American baseball player & coach (born 1966)

Jeffrey Mark Pico (born February 12, 1966) is an American former professional baseball pitcher and current coach. He played in Major League Baseball (MLB) for the Chicago Cubs.

==Early life==
Pico was born in Antioch, California, and attended Antioch High School. His teammates included former Toronto Blue Jays pitcher Alex Sanchez and PGA Tour pro Larry Silveira. In his sophomore year Pico posted a 7–3 season with a 1.53 ERA. Named Most Valuable Player during both his junior and senior years, the 6’2", 170-lb. pitcher had a 6–0 record in 1984 when the team won the North Coast championship. He is one of four Antioch players to have his baseball jersey retired.

==Playing career==
Pico was drafted in the 13th round of the 1984 MLB draft by the Chicago Cubs. With his major league pitching debut on May 31, 1988, against the Cincinnati Reds, Pico threw a four-hit shutout and was the first Cubs pitcher to throw a shutout in his major league debut since Bill Lee on May 7, 1934, against the Philadelphia Phillies. Pico played three seasons and appeared in 113 games from 1988 through 1990; he had a career ERA of 4.24. In his best preseason, 1989, he had an ERA of 3.77 and a 3–1 record. His major league career posted a winning lifetime 13–12 record in 295 career innings.

==Coaching career==
Pico began coaching after he retired as a pitcher, and was the pitching coach for the Chico Heat from 1997 to 2002. In 2003, Pico joined the Arizona Diamondbacks organization and was with the organization until 2013. He was the pitching coach for the South Bend Silver Hawks in 2004, the Lancaster JetHawks in 2006, the Visalia Oaks in 2007 and the Mobile BayBears in 2008 and 2009. Pico was pitching coordinator from 2010 to 2011, and the Arizona Diamondbacks' minor-league field coordinator in 2011 and 2012.

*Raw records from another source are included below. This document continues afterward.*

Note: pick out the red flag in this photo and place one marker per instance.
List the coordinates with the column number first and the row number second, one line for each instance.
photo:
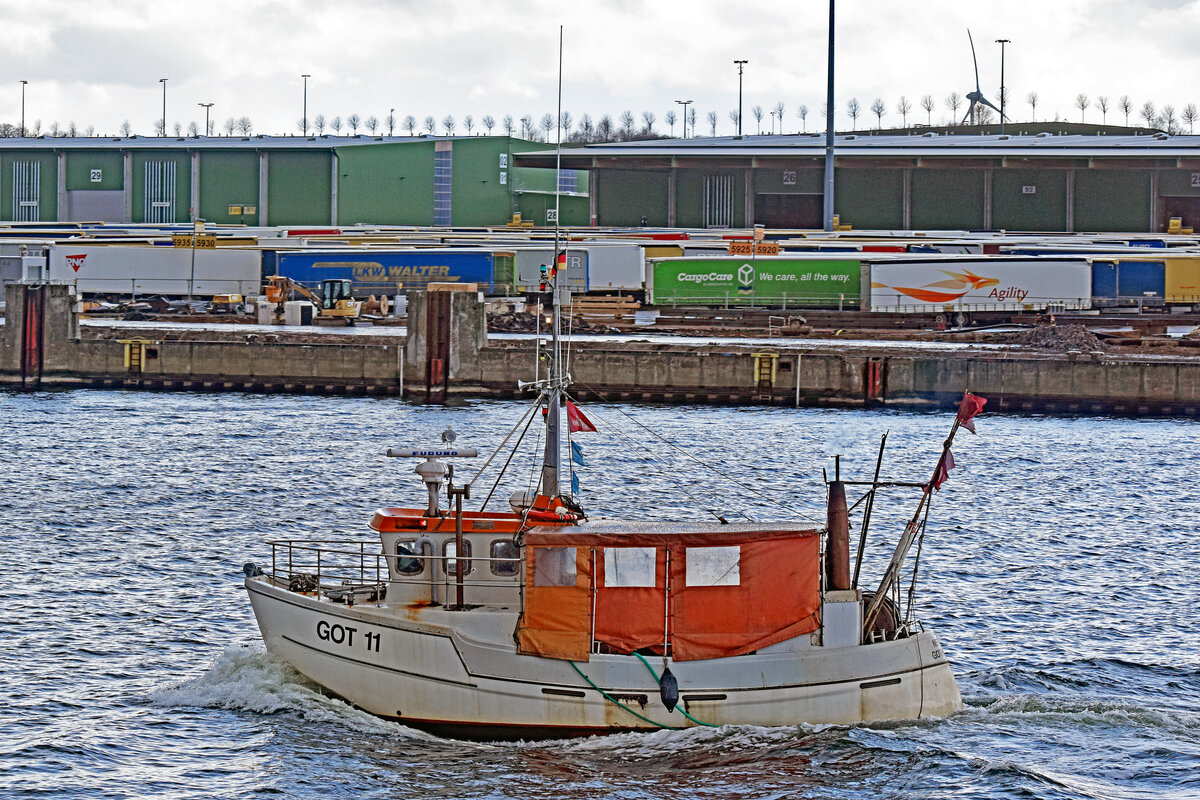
column 943, row 469
column 969, row 408
column 575, row 420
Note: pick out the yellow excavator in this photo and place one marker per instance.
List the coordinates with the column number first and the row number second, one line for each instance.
column 334, row 301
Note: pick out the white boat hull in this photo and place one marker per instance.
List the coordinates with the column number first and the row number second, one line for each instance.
column 459, row 673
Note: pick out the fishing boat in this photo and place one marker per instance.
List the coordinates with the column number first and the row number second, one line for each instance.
column 541, row 621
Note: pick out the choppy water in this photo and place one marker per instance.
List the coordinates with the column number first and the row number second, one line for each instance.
column 1060, row 575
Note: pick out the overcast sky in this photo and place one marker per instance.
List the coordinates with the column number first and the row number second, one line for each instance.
column 97, row 62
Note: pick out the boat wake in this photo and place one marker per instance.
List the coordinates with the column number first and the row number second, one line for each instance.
column 249, row 679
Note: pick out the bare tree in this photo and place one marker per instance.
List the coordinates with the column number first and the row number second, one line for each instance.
column 879, row 108
column 627, row 124
column 953, row 101
column 1167, row 119
column 605, row 128
column 928, row 103
column 1081, row 102
column 853, row 109
column 1149, row 113
column 648, row 120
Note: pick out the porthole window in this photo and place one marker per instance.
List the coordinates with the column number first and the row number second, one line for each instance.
column 504, row 548
column 450, row 549
column 407, row 558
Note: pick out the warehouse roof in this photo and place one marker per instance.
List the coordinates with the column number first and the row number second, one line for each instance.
column 927, row 145
column 325, row 142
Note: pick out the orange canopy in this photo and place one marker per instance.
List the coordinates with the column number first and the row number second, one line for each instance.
column 702, row 594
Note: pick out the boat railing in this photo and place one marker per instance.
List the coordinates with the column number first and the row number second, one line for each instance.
column 352, row 570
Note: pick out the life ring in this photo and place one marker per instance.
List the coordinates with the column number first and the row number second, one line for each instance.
column 550, row 515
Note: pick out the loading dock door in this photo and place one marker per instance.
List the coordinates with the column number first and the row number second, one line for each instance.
column 789, row 210
column 1188, row 208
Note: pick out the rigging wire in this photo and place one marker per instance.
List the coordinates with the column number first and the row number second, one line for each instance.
column 709, row 467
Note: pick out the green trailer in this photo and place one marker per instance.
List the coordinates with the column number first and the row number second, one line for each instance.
column 763, row 281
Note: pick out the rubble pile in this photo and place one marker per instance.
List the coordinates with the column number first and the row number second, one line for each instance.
column 1059, row 337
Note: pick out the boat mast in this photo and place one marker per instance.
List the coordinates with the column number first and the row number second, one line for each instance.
column 556, row 384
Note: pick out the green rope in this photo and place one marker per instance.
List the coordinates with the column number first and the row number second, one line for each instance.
column 617, row 703
column 678, row 708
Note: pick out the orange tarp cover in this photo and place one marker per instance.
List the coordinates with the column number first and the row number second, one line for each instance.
column 556, row 621
column 775, row 596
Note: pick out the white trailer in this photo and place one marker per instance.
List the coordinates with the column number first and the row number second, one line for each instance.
column 966, row 284
column 123, row 270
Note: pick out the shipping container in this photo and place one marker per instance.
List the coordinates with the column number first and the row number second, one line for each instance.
column 1182, row 280
column 999, row 283
column 529, row 260
column 377, row 271
column 120, row 270
column 1125, row 282
column 765, row 281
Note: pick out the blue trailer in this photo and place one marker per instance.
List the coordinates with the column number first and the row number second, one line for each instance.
column 384, row 271
column 1123, row 282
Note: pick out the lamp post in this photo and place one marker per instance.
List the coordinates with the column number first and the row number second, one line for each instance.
column 741, row 64
column 163, row 82
column 306, row 76
column 685, row 103
column 829, row 130
column 1002, row 42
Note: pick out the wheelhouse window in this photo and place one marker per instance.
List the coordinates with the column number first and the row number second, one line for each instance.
column 504, row 548
column 408, row 560
column 450, row 551
column 713, row 566
column 553, row 566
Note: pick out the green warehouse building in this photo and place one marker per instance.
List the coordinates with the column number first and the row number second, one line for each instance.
column 897, row 181
column 462, row 181
column 1113, row 180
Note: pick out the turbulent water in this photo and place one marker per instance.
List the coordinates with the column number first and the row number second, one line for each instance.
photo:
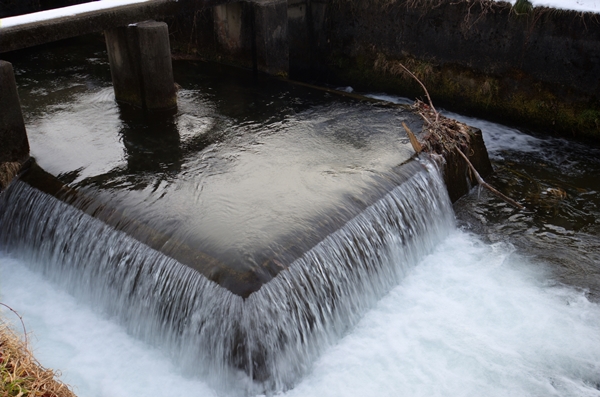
column 272, row 337
column 469, row 319
column 396, row 301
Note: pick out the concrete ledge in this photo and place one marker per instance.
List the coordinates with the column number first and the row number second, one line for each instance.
column 35, row 33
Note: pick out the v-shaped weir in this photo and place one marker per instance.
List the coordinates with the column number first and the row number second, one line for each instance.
column 265, row 342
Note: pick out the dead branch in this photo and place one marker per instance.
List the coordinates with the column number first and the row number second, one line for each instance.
column 413, row 139
column 444, row 136
column 487, row 186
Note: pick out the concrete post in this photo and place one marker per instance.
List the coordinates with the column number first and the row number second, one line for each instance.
column 140, row 65
column 14, row 145
column 271, row 36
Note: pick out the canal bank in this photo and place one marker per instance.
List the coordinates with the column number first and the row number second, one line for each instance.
column 536, row 68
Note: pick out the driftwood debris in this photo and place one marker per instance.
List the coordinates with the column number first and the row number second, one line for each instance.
column 443, row 136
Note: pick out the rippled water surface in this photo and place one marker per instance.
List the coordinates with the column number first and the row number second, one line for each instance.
column 504, row 305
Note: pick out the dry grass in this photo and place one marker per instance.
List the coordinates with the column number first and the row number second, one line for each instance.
column 21, row 375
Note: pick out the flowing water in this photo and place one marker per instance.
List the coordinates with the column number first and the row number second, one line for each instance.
column 396, row 301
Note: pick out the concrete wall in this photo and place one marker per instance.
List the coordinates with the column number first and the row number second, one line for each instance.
column 538, row 69
column 9, row 8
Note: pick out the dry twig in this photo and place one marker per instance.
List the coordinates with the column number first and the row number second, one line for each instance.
column 444, row 136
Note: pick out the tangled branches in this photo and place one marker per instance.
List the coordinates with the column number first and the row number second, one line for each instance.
column 444, row 136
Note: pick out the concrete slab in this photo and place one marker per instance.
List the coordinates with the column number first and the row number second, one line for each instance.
column 48, row 30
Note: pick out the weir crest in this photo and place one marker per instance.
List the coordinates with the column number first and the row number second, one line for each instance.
column 263, row 343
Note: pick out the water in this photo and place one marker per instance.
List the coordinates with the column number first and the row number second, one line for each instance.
column 473, row 310
column 470, row 319
column 275, row 334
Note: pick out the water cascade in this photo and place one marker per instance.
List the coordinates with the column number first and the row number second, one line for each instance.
column 264, row 342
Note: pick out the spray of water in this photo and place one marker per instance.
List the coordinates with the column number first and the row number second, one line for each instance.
column 264, row 343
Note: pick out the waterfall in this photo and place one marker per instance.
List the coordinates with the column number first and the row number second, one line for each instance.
column 265, row 342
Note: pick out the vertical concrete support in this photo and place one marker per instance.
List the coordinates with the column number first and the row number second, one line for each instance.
column 14, row 145
column 271, row 36
column 140, row 64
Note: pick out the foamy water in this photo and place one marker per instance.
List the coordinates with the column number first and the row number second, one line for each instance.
column 470, row 319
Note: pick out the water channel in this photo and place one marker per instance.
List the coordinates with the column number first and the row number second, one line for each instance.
column 497, row 302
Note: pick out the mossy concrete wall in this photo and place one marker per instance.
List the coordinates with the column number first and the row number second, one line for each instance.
column 539, row 69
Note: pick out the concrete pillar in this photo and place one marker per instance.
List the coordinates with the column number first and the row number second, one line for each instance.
column 271, row 36
column 14, row 145
column 140, row 65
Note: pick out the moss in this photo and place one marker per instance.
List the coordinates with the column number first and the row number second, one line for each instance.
column 532, row 104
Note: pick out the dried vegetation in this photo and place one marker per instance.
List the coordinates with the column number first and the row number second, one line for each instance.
column 444, row 136
column 21, row 375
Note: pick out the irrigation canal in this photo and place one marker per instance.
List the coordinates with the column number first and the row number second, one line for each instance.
column 485, row 300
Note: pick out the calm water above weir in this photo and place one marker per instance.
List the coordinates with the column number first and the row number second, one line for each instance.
column 476, row 310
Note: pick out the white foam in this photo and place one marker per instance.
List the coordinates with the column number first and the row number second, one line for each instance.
column 95, row 355
column 499, row 138
column 470, row 319
column 576, row 5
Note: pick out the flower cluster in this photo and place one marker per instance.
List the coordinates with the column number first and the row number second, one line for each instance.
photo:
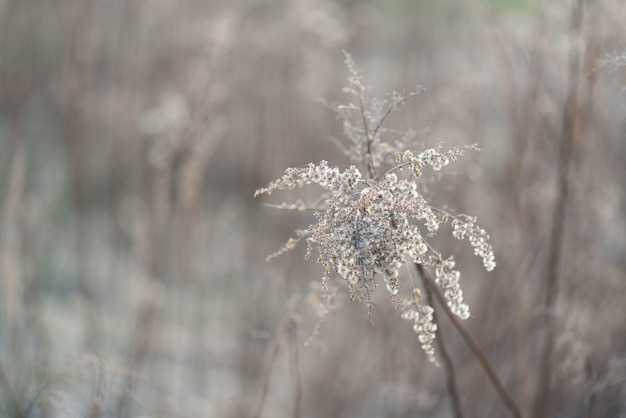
column 465, row 226
column 423, row 324
column 371, row 224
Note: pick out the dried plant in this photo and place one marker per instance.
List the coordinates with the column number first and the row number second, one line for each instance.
column 374, row 216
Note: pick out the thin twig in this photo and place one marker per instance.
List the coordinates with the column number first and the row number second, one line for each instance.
column 447, row 361
column 295, row 369
column 473, row 345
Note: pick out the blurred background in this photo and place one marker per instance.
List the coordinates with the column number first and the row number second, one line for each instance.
column 133, row 135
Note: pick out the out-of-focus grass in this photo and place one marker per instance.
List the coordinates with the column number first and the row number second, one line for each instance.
column 78, row 336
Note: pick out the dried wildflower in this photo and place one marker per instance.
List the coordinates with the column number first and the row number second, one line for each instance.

In November 2013, Pico was hired as the pitching coach for the Cincinnati Reds to replace Bryan Price who was promoted from pitching coach to manager for the Reds. On October 22, 2015, it was announced that the Reds would not renew Pico's contract for the 2016 season.

On December 2, 2015, Pico was named the pitching coach for the Triple-A Toledo Mud Hens.

On June 28, 2018, Pico was named the bullpen coach for the Detroit Tigers.